BLM opens scenic northwest Colorado land to drilling |

BLM opens scenic northwest Colorado land to drilling

The Associated Press
Aspen, CO Colorado

GRAND JUNCTION, Colo. – The federal government is opening 90 percent of the Little Snake Area to drilling while setting limits on other scenic areas in northwestern Colorado, limits that conservationists say are too little too late.

Soren Jespersen, spokesman for The Wilderness Society in Craig, Colo., said the Bureau of Land Management plan announced Monday covers oil-and-gas exploration and other uses across 2.3 million acres of northwestern Colorado.

The plan governs all activities on 1.1 million acres of BLM land and 1.3 million acres of private land where the BLM controls mineral rights across Moffat, Rio Blanco and Routt counties.

Restrictions will cover sage grouse breeding areas, the Vermillion Basin canyon lands and a 22-mile stretch of the Yampa River that may qualify for a wild and scenic ban.

“While we are pleased to see Vermillion Basin protected, we are dismayed that the plan still opens around 90 percent of the resource area to oil and gas drilling, leaving 10 percent for the myriad other uses of these amazing lands,” Sorensen said.

Jespersen said Tuesday the decision will hurt some of North America’s largest elk and mule deer herds, and threaten huge canyons of red rock and petroglyphs in the Vermillion Basin that gets its name from the spectacular colors.

Steven Hall, spokesman for the Bureau of Land Management, said the agency will never get agreement on the best way to manage public lands.

“This tries to get at the right balance between allowing responsible oil-and-gas development and protecting wildlife habitat,” Hall told The Denver Post.

Federal biologists have declared sage grouse deserving protection under the Endangered Species Act to avert extinction.

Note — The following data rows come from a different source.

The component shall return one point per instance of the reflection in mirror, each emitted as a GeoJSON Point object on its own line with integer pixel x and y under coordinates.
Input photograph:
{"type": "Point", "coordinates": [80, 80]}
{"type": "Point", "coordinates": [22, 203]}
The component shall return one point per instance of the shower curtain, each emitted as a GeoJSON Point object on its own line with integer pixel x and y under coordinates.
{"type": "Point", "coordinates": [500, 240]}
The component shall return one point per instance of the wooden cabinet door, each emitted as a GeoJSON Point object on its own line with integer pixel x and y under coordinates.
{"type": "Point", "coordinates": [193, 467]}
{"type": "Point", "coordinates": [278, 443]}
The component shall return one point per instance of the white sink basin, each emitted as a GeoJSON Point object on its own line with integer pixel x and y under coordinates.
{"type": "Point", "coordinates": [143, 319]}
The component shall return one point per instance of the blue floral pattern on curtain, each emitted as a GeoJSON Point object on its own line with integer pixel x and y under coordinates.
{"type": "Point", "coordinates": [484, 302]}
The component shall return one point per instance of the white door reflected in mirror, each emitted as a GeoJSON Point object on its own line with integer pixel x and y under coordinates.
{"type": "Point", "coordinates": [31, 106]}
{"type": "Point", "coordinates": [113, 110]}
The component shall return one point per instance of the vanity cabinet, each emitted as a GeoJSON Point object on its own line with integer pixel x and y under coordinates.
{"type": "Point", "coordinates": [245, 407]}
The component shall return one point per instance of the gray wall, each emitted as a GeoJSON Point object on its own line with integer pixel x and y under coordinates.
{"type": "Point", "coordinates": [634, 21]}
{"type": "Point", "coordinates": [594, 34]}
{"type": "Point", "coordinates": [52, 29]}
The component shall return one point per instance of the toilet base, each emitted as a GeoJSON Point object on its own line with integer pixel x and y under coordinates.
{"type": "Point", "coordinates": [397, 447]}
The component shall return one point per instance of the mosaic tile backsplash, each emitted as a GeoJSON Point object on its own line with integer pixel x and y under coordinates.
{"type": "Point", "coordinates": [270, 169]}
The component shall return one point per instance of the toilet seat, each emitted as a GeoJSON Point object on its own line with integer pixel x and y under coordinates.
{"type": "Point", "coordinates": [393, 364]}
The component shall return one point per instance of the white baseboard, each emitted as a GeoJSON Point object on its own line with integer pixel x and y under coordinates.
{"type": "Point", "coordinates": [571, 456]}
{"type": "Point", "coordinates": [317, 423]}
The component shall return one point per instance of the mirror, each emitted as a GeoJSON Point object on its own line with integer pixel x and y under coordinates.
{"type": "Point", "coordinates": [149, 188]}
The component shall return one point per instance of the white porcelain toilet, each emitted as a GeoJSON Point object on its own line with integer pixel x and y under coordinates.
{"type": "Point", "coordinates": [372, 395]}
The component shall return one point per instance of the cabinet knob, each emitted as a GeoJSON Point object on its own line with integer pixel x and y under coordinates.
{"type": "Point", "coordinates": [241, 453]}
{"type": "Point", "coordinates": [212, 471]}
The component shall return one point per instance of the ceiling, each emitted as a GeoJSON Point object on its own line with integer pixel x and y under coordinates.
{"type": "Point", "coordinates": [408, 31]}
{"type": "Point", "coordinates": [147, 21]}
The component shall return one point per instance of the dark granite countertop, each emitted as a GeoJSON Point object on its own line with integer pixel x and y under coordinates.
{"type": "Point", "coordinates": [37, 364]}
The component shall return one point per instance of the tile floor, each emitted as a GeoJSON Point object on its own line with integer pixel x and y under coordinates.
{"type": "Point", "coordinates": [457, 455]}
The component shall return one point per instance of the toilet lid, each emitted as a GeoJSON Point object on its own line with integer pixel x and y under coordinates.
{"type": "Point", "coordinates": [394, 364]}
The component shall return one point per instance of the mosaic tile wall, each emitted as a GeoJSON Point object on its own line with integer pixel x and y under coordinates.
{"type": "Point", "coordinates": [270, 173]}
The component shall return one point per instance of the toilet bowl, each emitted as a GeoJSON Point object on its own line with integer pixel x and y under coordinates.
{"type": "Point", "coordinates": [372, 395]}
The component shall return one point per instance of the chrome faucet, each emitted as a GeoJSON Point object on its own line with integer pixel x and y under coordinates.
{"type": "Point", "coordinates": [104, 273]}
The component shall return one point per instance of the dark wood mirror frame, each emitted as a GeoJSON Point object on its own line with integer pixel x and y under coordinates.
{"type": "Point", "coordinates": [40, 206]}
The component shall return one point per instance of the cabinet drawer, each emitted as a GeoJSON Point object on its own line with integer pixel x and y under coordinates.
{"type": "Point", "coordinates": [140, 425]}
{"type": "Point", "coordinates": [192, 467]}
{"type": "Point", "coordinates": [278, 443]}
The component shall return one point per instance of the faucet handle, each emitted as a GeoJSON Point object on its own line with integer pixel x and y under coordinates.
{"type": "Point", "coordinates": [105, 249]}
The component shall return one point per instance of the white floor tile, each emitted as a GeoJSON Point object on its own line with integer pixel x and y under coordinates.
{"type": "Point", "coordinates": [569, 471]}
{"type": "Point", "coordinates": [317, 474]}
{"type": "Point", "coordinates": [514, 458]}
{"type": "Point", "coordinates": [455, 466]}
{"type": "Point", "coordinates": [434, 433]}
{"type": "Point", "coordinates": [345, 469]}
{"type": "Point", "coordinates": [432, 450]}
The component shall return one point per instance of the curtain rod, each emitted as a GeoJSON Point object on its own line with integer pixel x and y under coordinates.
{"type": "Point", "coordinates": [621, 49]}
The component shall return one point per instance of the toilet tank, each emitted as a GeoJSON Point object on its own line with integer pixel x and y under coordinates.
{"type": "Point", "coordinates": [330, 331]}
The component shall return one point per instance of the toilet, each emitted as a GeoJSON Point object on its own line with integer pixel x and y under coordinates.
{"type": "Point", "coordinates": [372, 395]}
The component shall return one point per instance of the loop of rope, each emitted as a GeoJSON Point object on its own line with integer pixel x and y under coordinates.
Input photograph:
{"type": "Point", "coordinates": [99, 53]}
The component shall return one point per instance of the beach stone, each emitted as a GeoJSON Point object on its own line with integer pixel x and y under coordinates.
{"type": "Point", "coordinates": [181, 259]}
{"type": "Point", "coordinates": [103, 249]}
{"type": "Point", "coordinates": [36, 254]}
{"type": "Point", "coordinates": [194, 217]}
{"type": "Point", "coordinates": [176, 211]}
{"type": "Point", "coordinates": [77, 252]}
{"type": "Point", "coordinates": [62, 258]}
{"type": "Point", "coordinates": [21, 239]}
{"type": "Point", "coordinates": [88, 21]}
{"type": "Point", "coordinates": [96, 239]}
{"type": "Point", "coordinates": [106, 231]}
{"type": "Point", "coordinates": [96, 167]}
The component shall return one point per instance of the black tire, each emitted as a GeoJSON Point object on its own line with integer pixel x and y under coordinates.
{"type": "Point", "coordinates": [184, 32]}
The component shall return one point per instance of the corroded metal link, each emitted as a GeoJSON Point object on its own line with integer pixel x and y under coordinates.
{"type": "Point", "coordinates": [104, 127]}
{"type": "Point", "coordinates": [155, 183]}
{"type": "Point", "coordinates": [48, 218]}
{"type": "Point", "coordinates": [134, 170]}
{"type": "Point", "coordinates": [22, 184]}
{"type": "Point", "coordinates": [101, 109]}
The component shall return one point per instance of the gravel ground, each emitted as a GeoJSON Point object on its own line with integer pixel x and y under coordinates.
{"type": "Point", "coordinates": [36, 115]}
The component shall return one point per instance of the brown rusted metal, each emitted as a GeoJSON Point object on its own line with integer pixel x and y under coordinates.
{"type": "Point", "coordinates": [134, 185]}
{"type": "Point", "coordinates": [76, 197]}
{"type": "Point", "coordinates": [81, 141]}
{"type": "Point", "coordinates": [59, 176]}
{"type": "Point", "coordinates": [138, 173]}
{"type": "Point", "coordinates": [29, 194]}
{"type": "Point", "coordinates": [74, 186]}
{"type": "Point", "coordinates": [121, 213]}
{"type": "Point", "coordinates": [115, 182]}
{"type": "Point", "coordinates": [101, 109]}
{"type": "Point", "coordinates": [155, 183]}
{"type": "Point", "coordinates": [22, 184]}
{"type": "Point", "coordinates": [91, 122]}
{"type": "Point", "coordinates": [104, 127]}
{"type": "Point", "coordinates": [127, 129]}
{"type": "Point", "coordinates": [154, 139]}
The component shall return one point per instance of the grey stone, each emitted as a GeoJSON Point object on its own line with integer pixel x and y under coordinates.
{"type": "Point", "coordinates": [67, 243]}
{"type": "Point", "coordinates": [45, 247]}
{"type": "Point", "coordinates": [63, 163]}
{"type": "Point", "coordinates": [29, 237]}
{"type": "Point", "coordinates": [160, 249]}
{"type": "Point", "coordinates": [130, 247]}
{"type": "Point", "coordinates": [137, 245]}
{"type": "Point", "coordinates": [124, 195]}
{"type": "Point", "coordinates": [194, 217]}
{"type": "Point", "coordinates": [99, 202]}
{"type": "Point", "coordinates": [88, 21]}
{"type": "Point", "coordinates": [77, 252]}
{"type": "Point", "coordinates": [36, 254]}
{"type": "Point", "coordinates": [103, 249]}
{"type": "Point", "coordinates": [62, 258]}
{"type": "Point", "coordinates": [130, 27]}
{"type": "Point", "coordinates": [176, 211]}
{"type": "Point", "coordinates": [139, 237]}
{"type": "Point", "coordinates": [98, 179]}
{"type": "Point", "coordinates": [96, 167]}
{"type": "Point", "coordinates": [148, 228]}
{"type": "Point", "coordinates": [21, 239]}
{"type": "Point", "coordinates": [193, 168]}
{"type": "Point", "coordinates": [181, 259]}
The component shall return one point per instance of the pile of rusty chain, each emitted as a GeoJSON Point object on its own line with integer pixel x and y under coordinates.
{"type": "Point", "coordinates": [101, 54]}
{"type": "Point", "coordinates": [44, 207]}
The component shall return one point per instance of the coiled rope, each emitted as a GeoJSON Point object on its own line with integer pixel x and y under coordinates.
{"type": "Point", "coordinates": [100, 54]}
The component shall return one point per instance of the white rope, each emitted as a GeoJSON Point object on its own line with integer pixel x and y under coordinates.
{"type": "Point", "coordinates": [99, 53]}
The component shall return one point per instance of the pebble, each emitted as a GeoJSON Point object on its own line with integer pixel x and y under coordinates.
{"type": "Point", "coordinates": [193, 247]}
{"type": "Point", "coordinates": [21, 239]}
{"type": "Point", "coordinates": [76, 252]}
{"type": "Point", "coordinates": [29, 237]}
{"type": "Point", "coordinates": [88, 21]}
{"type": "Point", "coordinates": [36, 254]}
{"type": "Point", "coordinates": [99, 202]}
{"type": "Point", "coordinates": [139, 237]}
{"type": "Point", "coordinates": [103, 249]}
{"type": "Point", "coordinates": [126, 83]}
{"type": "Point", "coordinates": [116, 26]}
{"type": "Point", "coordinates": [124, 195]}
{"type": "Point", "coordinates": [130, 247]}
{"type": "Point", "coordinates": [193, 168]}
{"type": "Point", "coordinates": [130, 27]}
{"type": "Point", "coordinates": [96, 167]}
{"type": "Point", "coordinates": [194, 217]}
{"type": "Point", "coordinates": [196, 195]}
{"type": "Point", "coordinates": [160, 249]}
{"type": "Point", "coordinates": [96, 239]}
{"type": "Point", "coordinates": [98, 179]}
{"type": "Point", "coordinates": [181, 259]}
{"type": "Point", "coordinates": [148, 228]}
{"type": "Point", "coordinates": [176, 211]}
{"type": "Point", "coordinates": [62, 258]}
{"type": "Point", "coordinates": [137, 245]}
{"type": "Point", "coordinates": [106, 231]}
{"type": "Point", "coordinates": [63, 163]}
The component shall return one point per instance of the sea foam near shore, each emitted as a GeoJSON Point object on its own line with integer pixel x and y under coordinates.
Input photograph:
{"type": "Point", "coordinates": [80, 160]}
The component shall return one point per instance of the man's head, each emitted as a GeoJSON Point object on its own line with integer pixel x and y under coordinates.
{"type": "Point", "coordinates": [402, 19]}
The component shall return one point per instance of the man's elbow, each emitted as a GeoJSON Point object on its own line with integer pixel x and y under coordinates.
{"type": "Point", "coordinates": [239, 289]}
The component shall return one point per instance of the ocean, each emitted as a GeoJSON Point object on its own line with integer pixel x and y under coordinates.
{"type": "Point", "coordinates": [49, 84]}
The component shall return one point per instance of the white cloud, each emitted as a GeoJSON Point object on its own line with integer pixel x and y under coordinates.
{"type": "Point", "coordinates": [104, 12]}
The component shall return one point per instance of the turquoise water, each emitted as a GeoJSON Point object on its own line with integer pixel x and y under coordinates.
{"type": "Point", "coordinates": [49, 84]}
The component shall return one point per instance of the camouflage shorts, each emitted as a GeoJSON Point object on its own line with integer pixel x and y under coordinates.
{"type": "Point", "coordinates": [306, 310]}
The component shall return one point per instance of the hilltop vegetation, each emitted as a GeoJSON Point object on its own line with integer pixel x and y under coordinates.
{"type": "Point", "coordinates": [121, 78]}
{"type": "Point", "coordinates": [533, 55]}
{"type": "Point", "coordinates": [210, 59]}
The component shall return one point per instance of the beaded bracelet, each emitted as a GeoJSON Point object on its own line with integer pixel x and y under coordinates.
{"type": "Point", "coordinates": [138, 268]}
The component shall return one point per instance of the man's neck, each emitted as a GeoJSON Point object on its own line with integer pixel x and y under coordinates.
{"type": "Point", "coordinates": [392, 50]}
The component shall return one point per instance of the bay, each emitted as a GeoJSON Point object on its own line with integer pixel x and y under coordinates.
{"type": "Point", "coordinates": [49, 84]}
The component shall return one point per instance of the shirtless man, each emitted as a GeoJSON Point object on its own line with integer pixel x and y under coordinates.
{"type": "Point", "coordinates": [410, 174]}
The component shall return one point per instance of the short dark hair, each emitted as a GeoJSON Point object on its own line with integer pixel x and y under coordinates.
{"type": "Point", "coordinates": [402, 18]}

No drilling will be allowed within about a half mile of sage grouse breeding areas.

Regulations would limit drilling at sensitive times of year on more than 1 million acres of prime wildlife habitat.

Jespersen said the final plan is an improvement, but he said previous plans set the bar so low that it still does not do enough to protect natural resources.

Moffat County Commissioner Tom Gray told the Grand Junction Daily Sentinel that he was disappointed with the plan because he believes it doesn’t go far enough. Gray said oil and gas development needs to occur “where you find it,” and that includes the Vermillion Basin.